Lawyers start brilliant ‘Adopt-a-Nazi’ campaign to troll white supremacist rally

Their GoFundMe has already amassed more than $92,000 in donations.

In this Saturday, Aug. 12, 2017 file photo, white nationalist demonstrators walk into the entrance of Lee Park surrounded by counter demonstrators in Charlottesville, Va. (Credit: AP Photo/Steve Helber)
In this Saturday, Aug. 12, 2017 file photo, white nationalist demonstrators walk into the entrance of Lee Park surrounded by counter demonstrators in Charlottesville, Va. (Credit: AP Photo/Steve Helber)

A group of Jewish lawyers in San Francisco has discovered a clever new way to fight white supremacy: adoption.

Of course, the Jewish Bar Association isn’t actually encouraging anyone to adopt or sponsor white supremacists. Instead, the group is asking the public to donate to its “Adopt-a-Nazi (Not Really)” GoFundMe campaign, which is being used to raise funds for the Southern Poverty Law Center (SPLC), a nonprofit legal advocacy organization that monitors hate groups across the country and litigates on behalf of marginalized groups. So far, the campaign has raised more than $92,000—far beyond its original goal of $10,000.

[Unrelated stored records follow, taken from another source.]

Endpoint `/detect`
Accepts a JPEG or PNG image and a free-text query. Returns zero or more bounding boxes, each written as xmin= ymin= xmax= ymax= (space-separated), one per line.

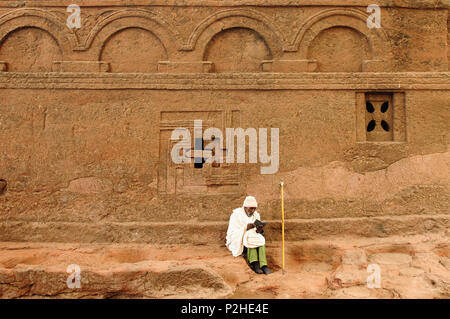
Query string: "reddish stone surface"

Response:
xmin=0 ymin=0 xmax=450 ymax=298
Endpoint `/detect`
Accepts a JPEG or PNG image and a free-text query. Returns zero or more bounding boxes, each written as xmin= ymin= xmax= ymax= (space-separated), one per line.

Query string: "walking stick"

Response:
xmin=280 ymin=182 xmax=285 ymax=275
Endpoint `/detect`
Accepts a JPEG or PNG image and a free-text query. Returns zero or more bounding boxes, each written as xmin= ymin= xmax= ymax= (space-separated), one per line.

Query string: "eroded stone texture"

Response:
xmin=0 ymin=0 xmax=450 ymax=298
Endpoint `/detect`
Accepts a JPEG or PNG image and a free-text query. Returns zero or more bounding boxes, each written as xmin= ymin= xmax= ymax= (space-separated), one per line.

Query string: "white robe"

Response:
xmin=226 ymin=207 xmax=261 ymax=257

The strategy is simple: according to the GoFundMe page, donors are encouraged to give some amount of money for each of the 300 expected attendees at an upcoming “free speech” rally put on by the right-wing Patriot Prayer group at Crissy Field on August 26. Many of the attendees will likely be white nationalists or members of similar hate groups.

According to the Adopt-a-Nazi campaign, no donation is too small.

“Two cents per attendee is a $6 donation,” organizers wrote. “A dime is $30. Why not a quarter? That’s only $75.”


Campaign organizer and JBASF boardmember Cody Harris told NBC Bay Area that he was inspired by the German town of Wunsiedel, which in 2014 organized a “Nazis against Nazis” walk meant to fundraise for an anti-white supremacist organization; there, donors pledged to give €10 for every meter neo-Nazi marchers walked on their annual pilgrimage to the former burial grounds of Hitler’s deputy führer, Rudolf Hess.

“The townspeople [in Wunsiedel] turned a Nazi march into a charity walk to combat Naziism,” Harris wrote on the campaign’s GoFundMe page. “We can do the same right here in our city.”

Speaking with NBC Bay Area, Harris added, “These extremist groups are spoiling for a fight. They are basically trolls – they want a reaction, they want violence in the streets. It serves their purposes. … We instead must channel our anguish and anger towards something positive. This campaign is an easy way to do that.”

As the growing totals show, the public has responded positively.

“The overall response has exceeded our wildest expectations,” Harris told ThinkProgress in an email, noting that the campaign had to raise its goal after the first day—and then several times after that—to make room for the donations that began pouring in. “Many donors leave comments along with their donations. Some express defiance, others make jokes, still others tell personal stories about why they’ve chosen to donate. But they all express thanks for having a non-violent, productive way to combat extremism. We’ve had a few trollish comments on our social media accounts, but that comes with the territory. The positive response has far outweighed any negativity.”


The Adopt-a-Nazi campaign isn’t the only one that’s sprung up ahead of the planned Patriot Prayer gathering. According to SFGate, one Facebook event is encouraging people to not clean up after their pets in the days leading up to the rally, in order to turn the park into “a minefield of dog poop.”

“Leave a gift for our Alt-Right friends,” the event description reads. “Take your dog to Crissy Field and let them do their business and be sure not to clean it up!”

The right-wing Patriot Prayer rally follows closely on the heels of several clashes in other cities, including a neo-Nazi/white supremacist rally in Charlottesville that left one woman dead and a similar “free speech” rally in Boston that was quickly dwarfed by counter-protesters. Although Patriot Prayer organizer Joey Gibson claims that the San Francisco gathering is not a white supremacist or white nationalist rally, lawmakers at the local, state, and national level are still concerned that things could spiral out of control.

“Patriot Prayer attracts white nationalists and other hate groups to its rallies,” wrote Sen. Dianne Feinstein (D-CA), in a letter to the Park Service. “Given this track record, there is a very real potential that Patriot Prayer will use its permit to demonstrate at Crissy Field as a free pass to incite violence.”

This article has been updated to include additional comments from JBASF board member Cody Harris.